Edwards v. Maxwell, — So.3d —-, 2017 WL 1201873 (Fla. 1st DCA March 31, 2017)
To understand this case you need to keep two basic points in mind.
First, adoptions are sometimes used to “add” individuals to the class of eligible beneficiaries of what are otherwise closed, irrevocable trusts (see here, here). According to a rule of construction found in our probate code (F.S. 732.608), adoptees are presumed to be descendants of their adoptive parents for inheritance purposes. When this rule’s applied to a trust benefiting someone’s descendants as a class (i.e., without specifically naming them), that class of beneficiaries is presumed to include adoptees.
Second, the “contingent” nature of the trusts at issue in this case determined the outcome. At the center of this case are three multi-generational trusts designed to be discretionary in nature, as in the trust beneficiaries don’t have any fixed or vested property rights. If, when and how a discretionary beneficiary gets access to any of his trust’s assets (if ever) is 100% contingent on the trustee’s independent judgment. In Florida the statutory test for whether or not you have a discretionary trust is found in F.S. 736.0504. Multi-generational discretionary trusts (often referred to as “dynasty” trusts) are the darlings of the estate planning world (see here); over the long term they deliver unbeatable tax savings and creditor protection benefits for most families (see here; here).
This case involves three irrevocable discretionary trusts created by the great-grandparents of John Edwards, who in 2004 adopted a son named Brindley Kuiper, which had the legal effect of adding Kuiper to the class of eligible beneficiaries for these trusts. Edwards’ biological son, Ryan Maxwell, a pre-existing member of the class of eligible beneficiaries for these same trusts, filed suit in 2014 claiming the adoption was a sham that diluted his stake in the family trusts. Maxwell argued he should have received notice of the adoption in 2004, which would have given him an opportunity to fight it in court. The trial court agreed and vacated Kuiper’s adoption order.

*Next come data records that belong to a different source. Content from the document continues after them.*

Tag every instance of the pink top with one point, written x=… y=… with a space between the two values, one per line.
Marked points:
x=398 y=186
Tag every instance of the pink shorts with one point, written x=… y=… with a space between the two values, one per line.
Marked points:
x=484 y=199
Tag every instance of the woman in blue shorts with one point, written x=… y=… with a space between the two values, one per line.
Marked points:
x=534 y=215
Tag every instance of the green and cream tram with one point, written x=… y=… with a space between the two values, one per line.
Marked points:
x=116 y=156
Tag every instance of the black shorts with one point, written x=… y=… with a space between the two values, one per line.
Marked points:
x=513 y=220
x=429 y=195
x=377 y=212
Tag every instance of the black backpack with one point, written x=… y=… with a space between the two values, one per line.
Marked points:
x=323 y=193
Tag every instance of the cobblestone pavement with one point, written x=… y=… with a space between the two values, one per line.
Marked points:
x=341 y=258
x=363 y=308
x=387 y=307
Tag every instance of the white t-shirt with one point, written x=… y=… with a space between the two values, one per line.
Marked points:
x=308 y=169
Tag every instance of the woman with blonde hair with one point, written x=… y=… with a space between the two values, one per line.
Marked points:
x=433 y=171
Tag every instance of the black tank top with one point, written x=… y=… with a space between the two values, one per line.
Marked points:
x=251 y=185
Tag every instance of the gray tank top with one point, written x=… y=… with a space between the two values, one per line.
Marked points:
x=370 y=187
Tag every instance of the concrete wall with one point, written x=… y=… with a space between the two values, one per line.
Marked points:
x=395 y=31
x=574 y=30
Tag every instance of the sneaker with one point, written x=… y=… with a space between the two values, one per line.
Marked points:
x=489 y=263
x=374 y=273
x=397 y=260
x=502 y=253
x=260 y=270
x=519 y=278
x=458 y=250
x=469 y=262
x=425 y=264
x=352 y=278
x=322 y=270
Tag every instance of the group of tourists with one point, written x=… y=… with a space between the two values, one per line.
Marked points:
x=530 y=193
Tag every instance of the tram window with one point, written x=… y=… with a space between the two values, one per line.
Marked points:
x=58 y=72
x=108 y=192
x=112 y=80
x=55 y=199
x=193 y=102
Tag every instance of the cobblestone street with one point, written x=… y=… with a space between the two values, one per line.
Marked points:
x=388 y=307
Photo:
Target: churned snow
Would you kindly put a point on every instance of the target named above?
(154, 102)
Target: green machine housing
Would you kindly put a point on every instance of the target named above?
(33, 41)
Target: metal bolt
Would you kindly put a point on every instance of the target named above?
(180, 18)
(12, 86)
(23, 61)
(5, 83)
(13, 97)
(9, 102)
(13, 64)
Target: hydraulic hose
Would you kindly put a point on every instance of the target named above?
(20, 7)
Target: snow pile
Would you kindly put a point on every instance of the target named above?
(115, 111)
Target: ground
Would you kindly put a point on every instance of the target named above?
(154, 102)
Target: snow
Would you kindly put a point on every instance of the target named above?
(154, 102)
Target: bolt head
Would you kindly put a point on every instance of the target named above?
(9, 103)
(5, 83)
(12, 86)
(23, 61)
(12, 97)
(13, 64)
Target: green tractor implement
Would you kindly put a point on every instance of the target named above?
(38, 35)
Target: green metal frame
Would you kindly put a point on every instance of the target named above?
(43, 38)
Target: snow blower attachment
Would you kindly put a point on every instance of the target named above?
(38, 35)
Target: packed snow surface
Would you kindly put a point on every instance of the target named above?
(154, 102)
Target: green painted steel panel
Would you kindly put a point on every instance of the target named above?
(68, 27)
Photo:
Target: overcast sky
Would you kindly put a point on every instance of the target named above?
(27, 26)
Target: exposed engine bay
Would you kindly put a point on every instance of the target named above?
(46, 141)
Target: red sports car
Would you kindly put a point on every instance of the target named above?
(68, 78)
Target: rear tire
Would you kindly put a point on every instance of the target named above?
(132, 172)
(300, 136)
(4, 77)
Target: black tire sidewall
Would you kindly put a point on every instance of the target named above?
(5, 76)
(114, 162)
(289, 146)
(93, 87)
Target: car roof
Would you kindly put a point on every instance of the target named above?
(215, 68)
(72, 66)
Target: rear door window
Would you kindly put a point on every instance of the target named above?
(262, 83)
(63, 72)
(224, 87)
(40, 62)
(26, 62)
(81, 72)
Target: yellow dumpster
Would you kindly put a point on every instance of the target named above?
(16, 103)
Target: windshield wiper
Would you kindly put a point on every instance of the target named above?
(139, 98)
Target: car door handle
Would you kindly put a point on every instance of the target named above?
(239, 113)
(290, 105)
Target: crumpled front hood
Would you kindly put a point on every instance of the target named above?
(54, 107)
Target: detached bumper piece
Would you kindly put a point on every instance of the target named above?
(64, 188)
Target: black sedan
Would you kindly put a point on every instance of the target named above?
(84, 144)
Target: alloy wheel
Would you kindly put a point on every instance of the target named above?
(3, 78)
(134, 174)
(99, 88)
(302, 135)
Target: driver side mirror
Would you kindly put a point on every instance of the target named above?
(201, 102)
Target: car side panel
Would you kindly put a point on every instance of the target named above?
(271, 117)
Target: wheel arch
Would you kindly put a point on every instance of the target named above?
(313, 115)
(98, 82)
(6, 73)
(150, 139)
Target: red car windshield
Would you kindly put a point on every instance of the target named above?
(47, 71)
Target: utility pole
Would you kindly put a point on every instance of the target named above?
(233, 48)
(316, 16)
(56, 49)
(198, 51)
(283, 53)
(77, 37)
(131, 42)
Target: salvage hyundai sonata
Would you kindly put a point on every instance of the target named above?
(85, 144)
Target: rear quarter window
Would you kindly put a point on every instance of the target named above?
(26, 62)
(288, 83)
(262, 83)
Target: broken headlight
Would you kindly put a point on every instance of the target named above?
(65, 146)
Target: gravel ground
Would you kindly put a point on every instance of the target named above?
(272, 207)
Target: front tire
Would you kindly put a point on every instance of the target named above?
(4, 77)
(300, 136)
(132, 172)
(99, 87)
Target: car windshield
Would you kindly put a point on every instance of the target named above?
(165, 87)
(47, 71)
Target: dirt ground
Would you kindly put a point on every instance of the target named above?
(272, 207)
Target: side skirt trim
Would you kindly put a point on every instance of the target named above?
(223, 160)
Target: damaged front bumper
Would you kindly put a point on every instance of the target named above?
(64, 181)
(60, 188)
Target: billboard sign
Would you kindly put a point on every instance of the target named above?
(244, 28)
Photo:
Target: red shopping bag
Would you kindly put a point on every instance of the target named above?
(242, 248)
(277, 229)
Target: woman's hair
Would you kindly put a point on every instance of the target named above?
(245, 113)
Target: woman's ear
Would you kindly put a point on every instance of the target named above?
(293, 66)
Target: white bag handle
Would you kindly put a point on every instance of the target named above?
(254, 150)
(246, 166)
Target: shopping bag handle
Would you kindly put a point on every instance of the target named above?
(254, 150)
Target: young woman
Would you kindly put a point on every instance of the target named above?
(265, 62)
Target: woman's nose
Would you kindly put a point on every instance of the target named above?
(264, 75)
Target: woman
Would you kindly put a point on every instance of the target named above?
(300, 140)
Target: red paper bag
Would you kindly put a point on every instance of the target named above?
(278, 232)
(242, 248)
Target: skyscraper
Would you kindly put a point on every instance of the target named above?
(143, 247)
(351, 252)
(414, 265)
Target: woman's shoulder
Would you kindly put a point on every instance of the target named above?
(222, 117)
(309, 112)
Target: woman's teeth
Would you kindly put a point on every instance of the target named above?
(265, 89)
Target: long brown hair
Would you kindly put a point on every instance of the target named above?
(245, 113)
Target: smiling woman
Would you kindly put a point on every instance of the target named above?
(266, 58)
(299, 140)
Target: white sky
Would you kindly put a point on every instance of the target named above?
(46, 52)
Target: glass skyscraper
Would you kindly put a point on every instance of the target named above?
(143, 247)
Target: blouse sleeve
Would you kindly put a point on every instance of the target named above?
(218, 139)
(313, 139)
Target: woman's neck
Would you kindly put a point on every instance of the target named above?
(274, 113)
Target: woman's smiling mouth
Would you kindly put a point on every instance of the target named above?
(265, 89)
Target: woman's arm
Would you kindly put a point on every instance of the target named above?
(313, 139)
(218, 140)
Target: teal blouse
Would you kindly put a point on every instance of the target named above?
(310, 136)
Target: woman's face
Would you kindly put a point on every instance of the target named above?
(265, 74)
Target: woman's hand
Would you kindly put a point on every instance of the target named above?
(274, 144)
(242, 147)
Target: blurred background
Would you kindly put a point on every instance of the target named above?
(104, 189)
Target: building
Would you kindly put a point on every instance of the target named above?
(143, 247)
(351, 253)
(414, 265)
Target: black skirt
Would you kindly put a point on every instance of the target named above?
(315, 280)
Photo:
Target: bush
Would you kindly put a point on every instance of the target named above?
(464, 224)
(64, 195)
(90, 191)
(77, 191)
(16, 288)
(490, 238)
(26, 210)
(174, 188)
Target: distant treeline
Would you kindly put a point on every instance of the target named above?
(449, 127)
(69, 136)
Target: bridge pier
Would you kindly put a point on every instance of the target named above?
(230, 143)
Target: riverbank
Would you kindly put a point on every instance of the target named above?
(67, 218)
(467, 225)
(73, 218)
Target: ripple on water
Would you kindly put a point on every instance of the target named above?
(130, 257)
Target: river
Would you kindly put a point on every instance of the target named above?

Not so fast said the 1st DCA. Because discretionary trust beneficiaries don’t have any fixed or vested property rights in their trusts, Maxwell can’t say for sure he would have been any better off if Kuiper’s adoption had never happened. And because he can’t be certain Kuiper’s adoption actually had an economic impact on him, Maxwell didn’t have legal standing to challenge it in court. No standing = reversal, so saith the 1st DCA:
In this case, Mr. Maxwell lacks standing to set aside the 2004 adoption because he wasn’t entitled to notice in the first place. He had no direct, immediate, and financial interest in the adoption. The interests Mr. Maxwell possesses as an eligible beneficiary to three family trusts are all contingent. See Stefanos, 673 So.2d at 13; Dennis v. Kline, 120 So.3d 11, 22-23 (Fla. 4th DCA 2013). The trusts are solely administered at the discretion of trustees. And Mr. Maxwell has no direct or immediate right to funds in the trust or control over trust-disbursement decisions. The trustees possess unilateral discretion to determine, for instance, if disbursements are made, when disbursements are made, and to whom (among the eligible beneficiaries) disbursements are made. See Blechman v. Estate of Blechman, 160 So.3d 152, 159 (Fla. 4th DCA 2015) (defining a contingent interest partly on the basis of whether it involves an event in the future, which may never happen and which lies entirely outside the control of the beneficiary to bring about with certainty). Because Mr. Maxwell does not possess direct, financial, and immediate interests in the trusts, he had no concomitant right to receive notice about the adoption that added Mr. Kuiper as an eligible beneficiary. And he cannot now have the adoption order vacated.
What’s the takeaway?
Being the beneficiary of a discretionary trust is usually nothing but upside. But you can’t have it both ways. If you can’t be taxed and your creditors can’t get at your trust assets because, as a discretionary beneficiary, you don’t have any fixed or vested property rights, then you can’t turn around and sue someone for diluting your non-existent property rights.